Bobby_BigWheel: I switched from Celtics-Heat to the season premiere of 16 and Pregnant. I wanted to see more scoring.
bruce_arthur: At a Knicks shootaround. Seeing Eddy Curry is like spotting a whale, in more ways than one.
Worst of the Night in Pictures:
I reiterate: oh, how I've missed you, Yao Ming
It may look like an awkward position for man love, but LeBron and Paul Pierce certainly seem to be enjoying it
Our first photographic evidence of _efense this season!
(nature documentary guy voice) "When threatened with competition, the rare White Basketball Player will bare his teeth to show dominance"
Nationally Televised Games:
Bulls at Thunder, ESPN, 8pm: I'm glad this game is on national TV. Kevin Durant is appointment television viewing, as you have hopefully figured out by now. And I'm excited to see the revamped roster in action for the Bulls. You can read Bawful's full game preview at By the Horns since I'm sure he knows much more about the Bulls than I do.
Trail Blazers at Clippers, ESPN, 10:30pm: The Clippers on national TV? That's so sad, it can make an adorable bunny facepalm. See what you've done, Donald Sterling? You should be ashamed.
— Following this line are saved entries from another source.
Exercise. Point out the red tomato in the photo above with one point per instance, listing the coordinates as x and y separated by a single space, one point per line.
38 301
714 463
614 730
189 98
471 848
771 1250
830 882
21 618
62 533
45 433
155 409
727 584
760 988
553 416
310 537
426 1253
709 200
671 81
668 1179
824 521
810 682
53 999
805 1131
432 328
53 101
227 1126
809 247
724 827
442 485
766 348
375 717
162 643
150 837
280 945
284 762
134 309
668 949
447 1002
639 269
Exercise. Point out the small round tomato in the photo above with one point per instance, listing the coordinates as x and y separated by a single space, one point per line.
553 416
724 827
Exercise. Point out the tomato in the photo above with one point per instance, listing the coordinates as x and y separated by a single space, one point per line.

Celtics at Cavaliers, 7pm: The Celtics took down Cleveland's most hated man last night. Standing ovation from the Cleveland crowd, anyone? You know that's going to be the highlight of their season. Also, recommended reading: Trey Kirby from The Basketball Jones recently posted about Dan Gilbert's infamous Comic Sans letter that he does not regret.
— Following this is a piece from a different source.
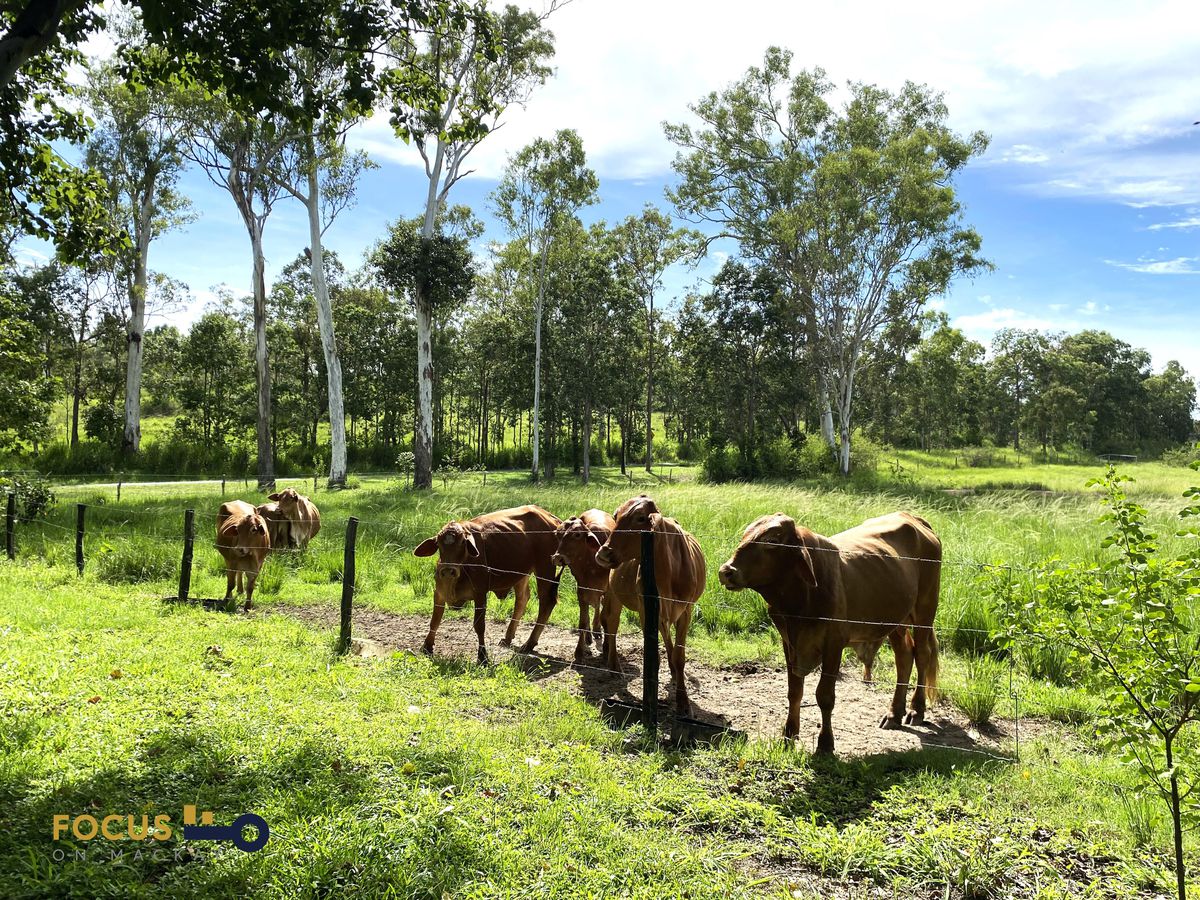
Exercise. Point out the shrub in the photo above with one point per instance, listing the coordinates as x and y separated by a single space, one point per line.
34 495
Pistons at Nets, 7pm: You may be wondering why I didn't call them the Nyets. Well, I figured it's a new season and all, they deserve a fresh start, right? I mean, sure, they have a chance to suck again very soon, but they're going to start with a home win against the woeful Pistons, so I don't feel comfortable making fun of them until they lose.
Heat at 76ers, 7pm: Per the STATS LLC preview of this game, "The Sixers need forward Elton Brand to finally break out after two disappointing seasons since coming over from the Los Angeles Clippers." Yeah, good luck with that, Philly.
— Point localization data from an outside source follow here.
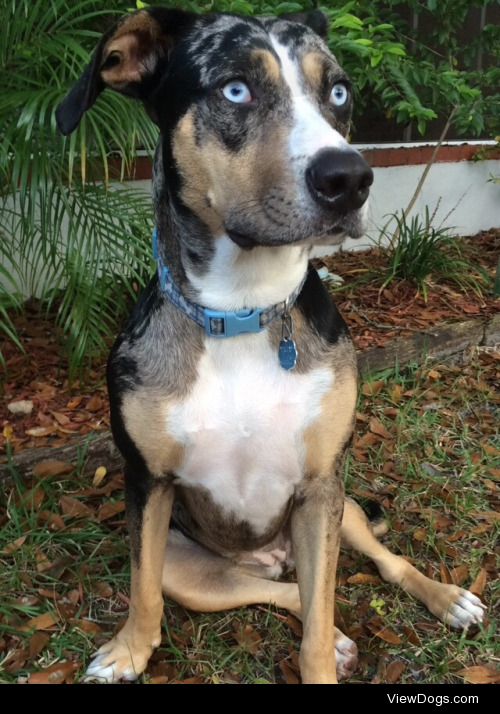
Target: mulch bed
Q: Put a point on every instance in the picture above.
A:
(57, 411)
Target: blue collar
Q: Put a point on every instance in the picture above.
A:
(217, 323)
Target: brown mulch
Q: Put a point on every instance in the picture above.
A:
(375, 316)
(60, 411)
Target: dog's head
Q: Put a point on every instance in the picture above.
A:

Knicks at Raptors, 7pm: Oh, Toronto. Over in hockey land, the Maple Leafs are -- beyond any reasonable explanation -- not godawful this year so far. Thankfully the Craptors are capable of carrying on the tradition of failure for what has lately been Loser City. Look, I don't want Toronto to continue to suck at basketball. I have nothing against their fans. However, I despise the Leafs, so I'll take what I can get right now. And when your team is based around Andrea Bargnani...
Bucks at Hornets, 8pm: Are we still supposed to Fear the Deer? I'm sorry, but I don't trust any Scott Skiles-coached team after the honeymoon period is over and the players start to resent him.
Kings at Timberwolves, 8pm: Oof. Ugly game. However, the constant potential for DeMarcus Cousins to lose his cool and strangle somebody makes pretty much every Purple Paupers game this year worth watching. (I look forward to him getting eight hundred technical fouls for my fantasy team this year while being a double-double machine.)
Hawks at Grizzlies, 8pm: Our first chance to see Larry Drew's new offensive scheme for the Hawks should be interesting. I don't expect much from the Hawks this year, but... "Memphis is 2-13 all-time in season openers, and has dropped nine straight since defeating Seattle to begin the 2000-01 season."
Bobcats at Mavericks, 8:30pm: Did you know Larry Brown is 70? That's almost as impressive as the Mavs winning 50+ games for 10 straight seasons, yet continually being worthless in the playoffs. Also, again citing the STATS LLC game preview, "The Bobcats, who waived Dampier and his $13 million non-guaranteed contract, still have a dynamic frontcourt with Stephen Jackson, Gerald Wallace and Boris Diaw." I think that sentence pretty much says it all.
Pacers at Spurs, 8:30pm: I will be the first to admit that the Spurs are getting old in a hurry (that's about the only thing they can do in a hurry at this point...). However, they just absolutely own the Pacers right now. The last time the Pacers won a game at San Antonio? January 4, 2002. That's just turrible.
Jazz at Nuggets, 9pm: An undertalented, overperforming Jazz team rocking their new old-school logo versus a sulking Melo? Awesome.